Quand deux Catalans évoquent  cette période encore partiellement recouverte d’une chape de silence que fut l’Espagne franquiste, l’évocation se fait à la fois drôle, grinçante et cruelle.

Espagne for ever. C’est ainsi que pourrait se comprendre ce drapeau espagnol gigantesque de l’époque du franquisme qui occupe toute la scène du théâtre durant un quart d’heure. Quinze longues minutes à contempler le plan large du drapeau et les détails sur lesquels le projecteur s’attarde : une tête d’oiseau de proie, des griffes de prédateur, un slogan, « Una, Grande, Libre », qui symbolise le régime autoritaire de l’époque, un pays délimité par les colonnes d’Hercule dont « Plus » et « Ultra » marquent l’expansion coloniale. Tout un programme en soi, pas forcément facile à décrypter pour un public étranger, même si une phrase affichée en fond de scène informe que ce drapeau est devenu anticonstitutionnel. Un peu plus tard, on connaîtra la raison de ce long quart d’heure : les quarante années qu’ont duré le fascisme en Espagne, ça a aussi été long !

Phot. © Lili Marsans

Phot. © Lili Marsans

Une mise en accusation grinçante autant que virulente du fascisme

La femme qui entre sur scène est vindicative. Elle nous balance à la figure les raisons que les Espagnols ont eues – et pas seulement eux – de choisir la voie fasciste : éviter de se prendre la tête quand d’autres le font, se croire protégé de tout, étrangers comme voyous, par un État qui te rend à ta tranquillité, obéir parce que cela t’évite la difficulté de choisir, opter pour un régime de « vrais » mecs, virils et fiers de l'être. Avec une férocité croissante, elle entre dans le détail de nos minuscules renoncements de tous les jours, de nos petites actions, de nos attitudes, des décisions quotidiennes que nous prenons, qui sont lourds de signification et dont nous ne mesurons pas les conséquences : l’église ou pas, l’école publique ou privée, etc. Le fascisme est quotidien, il peut aussi nous appartenir de le changer.

Phot. © Lili Marsans

Phot. © Lili Marsans

De Franco à Marine Le Pen

Le cheminement sur les traces des victimes consentantes est renvoyé dos à dos avec le cynisme des dirigeants de l’extrême-droite. Dans une séquence de ventriloquie savoureuse, Agnés Mateus anime une marionnette de Franco. Une marionnette souriante, rieuse, qui énonce avec tranquillité la manière dont elle surfe sur les peurs et les irrésolutions.

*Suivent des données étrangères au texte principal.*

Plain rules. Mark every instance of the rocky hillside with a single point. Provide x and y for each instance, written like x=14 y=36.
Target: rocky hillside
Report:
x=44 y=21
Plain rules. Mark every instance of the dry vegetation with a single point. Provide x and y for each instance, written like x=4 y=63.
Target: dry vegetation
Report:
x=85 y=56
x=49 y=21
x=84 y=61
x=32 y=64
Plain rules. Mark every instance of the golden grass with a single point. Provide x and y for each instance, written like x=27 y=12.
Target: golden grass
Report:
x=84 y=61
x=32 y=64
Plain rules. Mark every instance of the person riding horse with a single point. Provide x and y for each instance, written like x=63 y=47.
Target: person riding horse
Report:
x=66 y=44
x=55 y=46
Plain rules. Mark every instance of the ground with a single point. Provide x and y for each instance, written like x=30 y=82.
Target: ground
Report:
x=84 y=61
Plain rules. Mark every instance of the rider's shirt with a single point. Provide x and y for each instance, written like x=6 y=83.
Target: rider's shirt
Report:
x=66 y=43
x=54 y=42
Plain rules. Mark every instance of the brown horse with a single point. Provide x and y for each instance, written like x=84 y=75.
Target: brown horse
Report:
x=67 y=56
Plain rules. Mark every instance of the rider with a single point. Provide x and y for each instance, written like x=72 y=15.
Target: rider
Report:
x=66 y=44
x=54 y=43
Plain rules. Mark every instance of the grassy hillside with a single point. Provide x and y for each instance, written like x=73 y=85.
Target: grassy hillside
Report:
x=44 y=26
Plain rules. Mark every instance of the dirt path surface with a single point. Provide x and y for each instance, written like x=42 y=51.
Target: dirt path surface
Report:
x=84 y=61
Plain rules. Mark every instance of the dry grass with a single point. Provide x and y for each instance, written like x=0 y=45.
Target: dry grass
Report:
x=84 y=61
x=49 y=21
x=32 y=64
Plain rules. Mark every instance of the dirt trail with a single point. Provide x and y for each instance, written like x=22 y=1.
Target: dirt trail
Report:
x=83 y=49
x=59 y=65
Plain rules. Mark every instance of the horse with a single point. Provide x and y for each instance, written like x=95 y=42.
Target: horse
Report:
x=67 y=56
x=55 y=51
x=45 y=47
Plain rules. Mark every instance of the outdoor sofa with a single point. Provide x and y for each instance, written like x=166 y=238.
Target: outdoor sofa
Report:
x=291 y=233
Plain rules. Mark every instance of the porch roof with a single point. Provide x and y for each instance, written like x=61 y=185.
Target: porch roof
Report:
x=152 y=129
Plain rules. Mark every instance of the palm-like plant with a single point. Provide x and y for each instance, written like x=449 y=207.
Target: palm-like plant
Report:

Franquito est familier, sympathique – même si Franco ne le fut pas. Il n’en énonce pas moins des vérités affligeantes et c’est tachée de sang qu’Agnés Mateus dialogue avec lui, pour faire comprendre que la bonhommie du personnage n’est qu’apparente. Selon les pays où se produit le spectacle, elle lui adjoint une autre marionnette, symbole de l’extrême-droite. Ici Marine Le Pen sera prise à témoin et complice du dictateur qui lui dispense ses conseils.

Phot. © Lili Marsans

Phot. © Lili Marsans

Théâtre et performance

Au-delà de la dénonciation, qui touche le franquisme mais va bien au-delà, la narratrice actrice qui fait à elle seule tout le spectacle se métamorphose. De victime consentante, elle se mue en ange exterminateur et vient dynamiter les bases sur lesquelles repose notre société. Oiseau vengeur lesté d’une masse qu’elle abat sans relâche, avec entrain malgré son poids et avec une belle obstination, elle se lance à la charge de l’ancien monde, symbolisé par une maquette en plâtre de bâtiment classique qu’elle réduit en miettes avant de s’attaquer à un objet emblématique de la société de consommation et de l’univers domestique : la machine à laver. Elle nous invite ainsi à repenser nos critères de vie, à revoir ce que nous considérons comme une évidence.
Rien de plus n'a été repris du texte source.